Un décalage entre la menace contemporaine et les outils de défense
Ces incidents révèlent un décalage net entre la nature des conflits actuels et les structures de défense qui demeurent orientées vers des scénarios conventionnels. Ils révèlent aussi l’état de notre classe politique qui ne comprend rien aux nouveaux enjeux stratégiques et militaires des nouvelles guerres hybrides. Les armées européennes restent conçues pour maîtriser l’espace aérien à partir de moyens lourds : avions de chasse, radars longue portée, commandement verticalisé.

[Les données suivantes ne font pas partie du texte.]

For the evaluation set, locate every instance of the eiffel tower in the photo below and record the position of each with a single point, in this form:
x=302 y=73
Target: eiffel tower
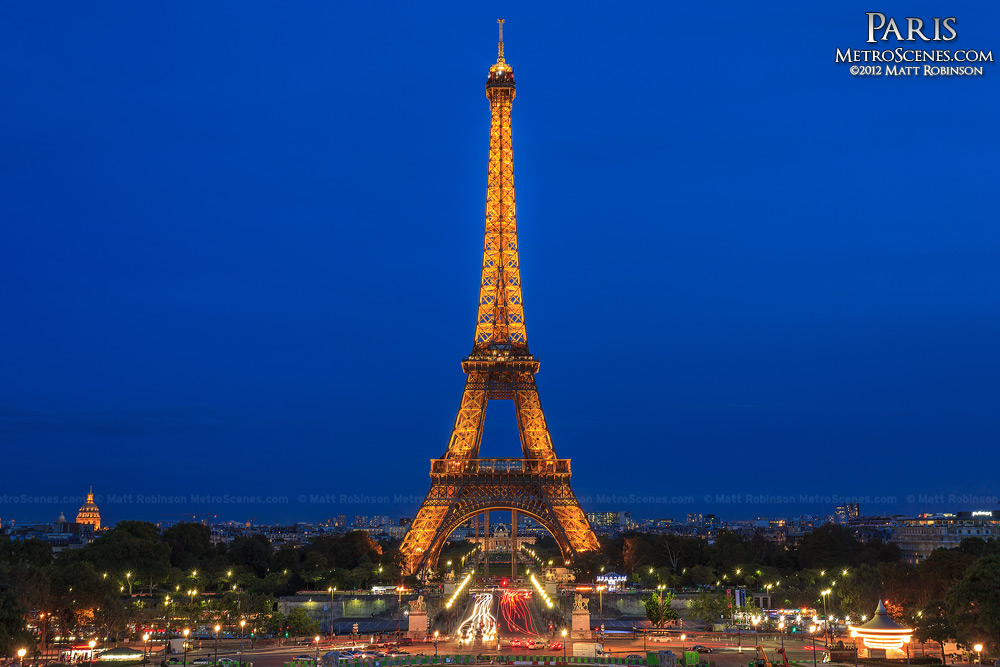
x=463 y=485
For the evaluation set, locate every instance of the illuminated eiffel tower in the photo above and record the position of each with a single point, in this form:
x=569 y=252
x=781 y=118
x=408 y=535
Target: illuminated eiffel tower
x=463 y=486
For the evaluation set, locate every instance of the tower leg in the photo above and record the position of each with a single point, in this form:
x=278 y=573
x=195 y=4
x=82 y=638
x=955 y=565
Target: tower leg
x=513 y=544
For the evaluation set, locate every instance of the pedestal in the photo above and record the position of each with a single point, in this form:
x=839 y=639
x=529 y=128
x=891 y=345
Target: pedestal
x=581 y=624
x=417 y=624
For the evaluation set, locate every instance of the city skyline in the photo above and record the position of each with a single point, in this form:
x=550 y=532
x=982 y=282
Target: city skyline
x=247 y=268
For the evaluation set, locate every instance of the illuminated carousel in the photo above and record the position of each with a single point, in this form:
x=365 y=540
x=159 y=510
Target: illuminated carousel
x=882 y=636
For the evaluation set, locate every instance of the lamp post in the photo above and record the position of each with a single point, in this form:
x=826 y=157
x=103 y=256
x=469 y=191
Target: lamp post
x=166 y=626
x=826 y=619
x=399 y=611
x=243 y=626
x=331 y=589
x=600 y=595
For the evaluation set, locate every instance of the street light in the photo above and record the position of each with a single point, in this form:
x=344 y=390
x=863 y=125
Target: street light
x=243 y=626
x=399 y=611
x=600 y=594
x=826 y=619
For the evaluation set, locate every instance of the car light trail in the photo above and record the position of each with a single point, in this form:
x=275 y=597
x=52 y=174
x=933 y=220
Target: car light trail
x=480 y=620
x=458 y=591
x=514 y=608
x=541 y=591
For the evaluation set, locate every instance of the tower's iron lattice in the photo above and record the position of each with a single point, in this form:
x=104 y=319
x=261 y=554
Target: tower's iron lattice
x=499 y=367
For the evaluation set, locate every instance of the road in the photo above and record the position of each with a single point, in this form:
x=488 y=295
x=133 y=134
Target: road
x=727 y=651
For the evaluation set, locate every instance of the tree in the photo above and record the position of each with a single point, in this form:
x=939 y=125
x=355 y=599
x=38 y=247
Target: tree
x=14 y=634
x=934 y=625
x=253 y=552
x=658 y=609
x=828 y=546
x=860 y=591
x=709 y=607
x=190 y=544
x=974 y=604
x=635 y=553
x=130 y=548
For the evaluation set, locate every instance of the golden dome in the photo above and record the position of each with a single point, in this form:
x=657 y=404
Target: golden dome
x=89 y=514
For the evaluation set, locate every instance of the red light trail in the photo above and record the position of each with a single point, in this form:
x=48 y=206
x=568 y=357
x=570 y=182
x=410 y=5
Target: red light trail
x=514 y=609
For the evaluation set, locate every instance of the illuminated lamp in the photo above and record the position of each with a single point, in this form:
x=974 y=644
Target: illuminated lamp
x=882 y=632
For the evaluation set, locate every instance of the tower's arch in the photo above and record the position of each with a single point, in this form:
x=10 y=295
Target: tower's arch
x=434 y=553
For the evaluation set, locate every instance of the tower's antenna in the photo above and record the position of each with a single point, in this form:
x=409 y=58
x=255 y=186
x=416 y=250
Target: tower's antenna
x=500 y=43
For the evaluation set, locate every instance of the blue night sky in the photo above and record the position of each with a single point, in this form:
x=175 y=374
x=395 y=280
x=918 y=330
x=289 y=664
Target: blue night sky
x=241 y=249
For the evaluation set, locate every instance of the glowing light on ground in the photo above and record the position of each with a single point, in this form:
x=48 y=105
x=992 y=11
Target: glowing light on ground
x=480 y=619
x=514 y=609
x=458 y=591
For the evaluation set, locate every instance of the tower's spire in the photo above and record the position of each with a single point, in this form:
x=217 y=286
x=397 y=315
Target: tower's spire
x=500 y=43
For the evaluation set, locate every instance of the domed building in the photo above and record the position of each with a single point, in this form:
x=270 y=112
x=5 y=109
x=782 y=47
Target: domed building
x=89 y=514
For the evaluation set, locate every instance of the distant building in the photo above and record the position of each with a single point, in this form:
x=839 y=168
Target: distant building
x=61 y=534
x=920 y=536
x=846 y=512
x=89 y=514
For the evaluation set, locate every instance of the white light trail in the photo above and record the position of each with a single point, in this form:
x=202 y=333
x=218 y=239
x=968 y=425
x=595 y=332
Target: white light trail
x=481 y=618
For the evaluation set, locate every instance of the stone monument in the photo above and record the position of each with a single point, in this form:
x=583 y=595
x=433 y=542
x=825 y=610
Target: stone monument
x=417 y=627
x=581 y=617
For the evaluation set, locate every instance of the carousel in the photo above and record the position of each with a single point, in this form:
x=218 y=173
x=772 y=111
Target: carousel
x=882 y=636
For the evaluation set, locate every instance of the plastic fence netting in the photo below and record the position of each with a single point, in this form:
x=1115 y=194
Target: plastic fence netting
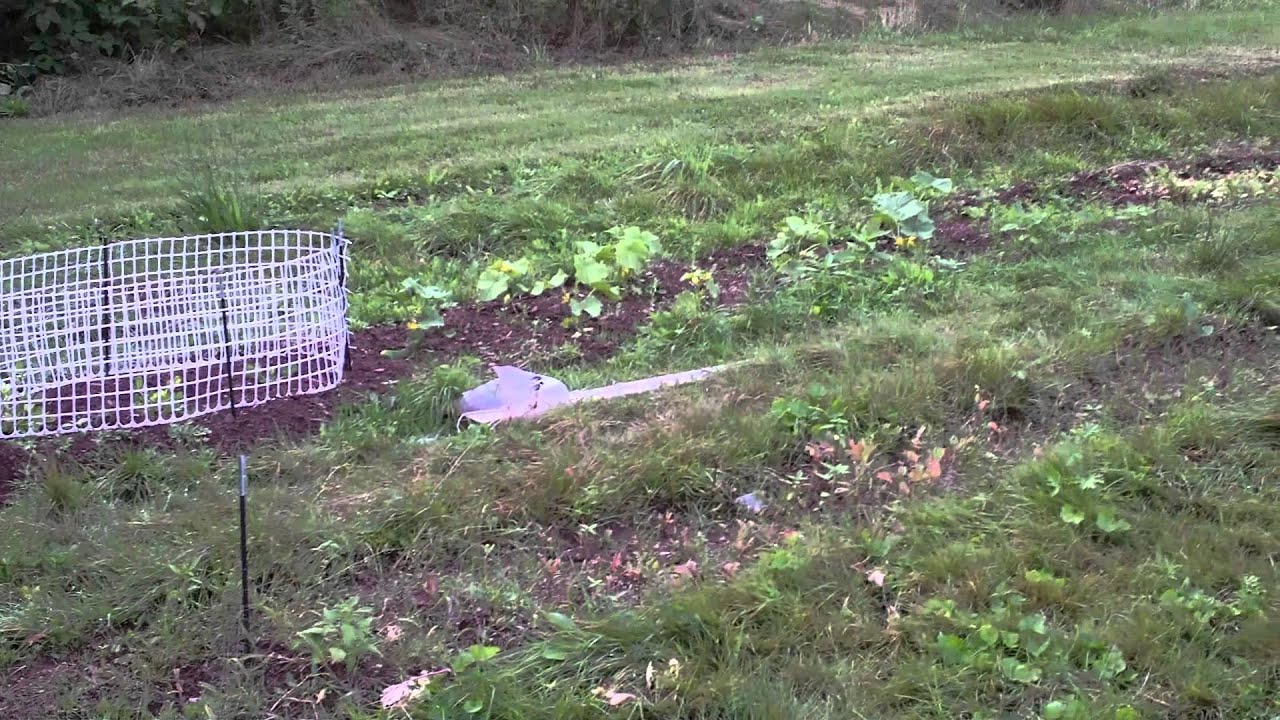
x=131 y=333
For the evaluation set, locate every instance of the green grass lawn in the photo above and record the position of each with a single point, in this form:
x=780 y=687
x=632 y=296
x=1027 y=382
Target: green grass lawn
x=1031 y=481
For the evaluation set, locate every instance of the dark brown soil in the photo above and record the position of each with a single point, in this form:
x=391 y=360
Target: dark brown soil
x=12 y=463
x=542 y=332
x=528 y=332
x=1127 y=183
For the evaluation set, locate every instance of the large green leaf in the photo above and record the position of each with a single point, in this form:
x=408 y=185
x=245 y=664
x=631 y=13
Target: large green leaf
x=493 y=283
x=589 y=270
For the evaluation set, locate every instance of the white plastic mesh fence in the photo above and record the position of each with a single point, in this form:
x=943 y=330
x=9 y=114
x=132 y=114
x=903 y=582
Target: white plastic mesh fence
x=131 y=333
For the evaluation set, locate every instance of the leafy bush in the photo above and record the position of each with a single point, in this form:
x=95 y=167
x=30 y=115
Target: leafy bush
x=598 y=268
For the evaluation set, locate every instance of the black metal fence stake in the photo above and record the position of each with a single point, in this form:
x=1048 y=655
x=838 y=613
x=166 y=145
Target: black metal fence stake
x=245 y=611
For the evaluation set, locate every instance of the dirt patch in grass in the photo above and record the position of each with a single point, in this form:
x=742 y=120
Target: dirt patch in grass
x=540 y=332
x=531 y=332
x=1118 y=186
x=13 y=459
x=1143 y=379
x=31 y=688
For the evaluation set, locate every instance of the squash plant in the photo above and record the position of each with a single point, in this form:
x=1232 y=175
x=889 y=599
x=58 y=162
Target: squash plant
x=599 y=270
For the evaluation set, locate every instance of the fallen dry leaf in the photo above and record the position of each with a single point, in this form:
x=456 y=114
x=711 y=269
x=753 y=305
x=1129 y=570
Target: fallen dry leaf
x=891 y=619
x=405 y=691
x=933 y=468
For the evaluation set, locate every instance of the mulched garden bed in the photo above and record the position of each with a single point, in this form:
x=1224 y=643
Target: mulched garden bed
x=534 y=331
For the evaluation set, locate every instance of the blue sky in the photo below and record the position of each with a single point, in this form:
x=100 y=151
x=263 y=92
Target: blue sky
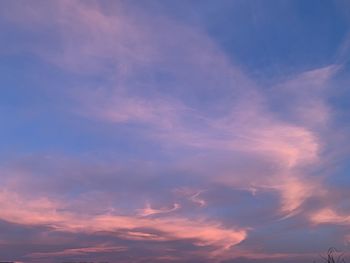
x=174 y=131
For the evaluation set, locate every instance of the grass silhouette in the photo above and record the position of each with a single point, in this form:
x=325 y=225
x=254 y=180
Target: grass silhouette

Or, la conflictualité contemporaine exploite les zones floues, de basse altitude, la décentralisation et la rapidité. Un simple drone civil modifié, piloté via une liaison 4G, peut franchir les maillages de détection classiques.
La difficulté ne réside pas seulement dans l’identification, mais dans la décision. L’interception ou la neutralisation en zone urbaine implique des responsabilités multiples : Défense, Intérieur, aviation civile, autorités aéroportuaires. Chaque minute perdue accroît l’avantage de l’assaillant. La technologie anti-drone existe, mais elle n’est efficace que si elle s’appuie sur une doctrine d’emploi claire, une chaîne de commandement courte et une coordination réellement opérationnelle entre institutions. Aujourd’hui, cette articulation est encore insuffisante, voire inexistante. Il y a de quoi avoir peur.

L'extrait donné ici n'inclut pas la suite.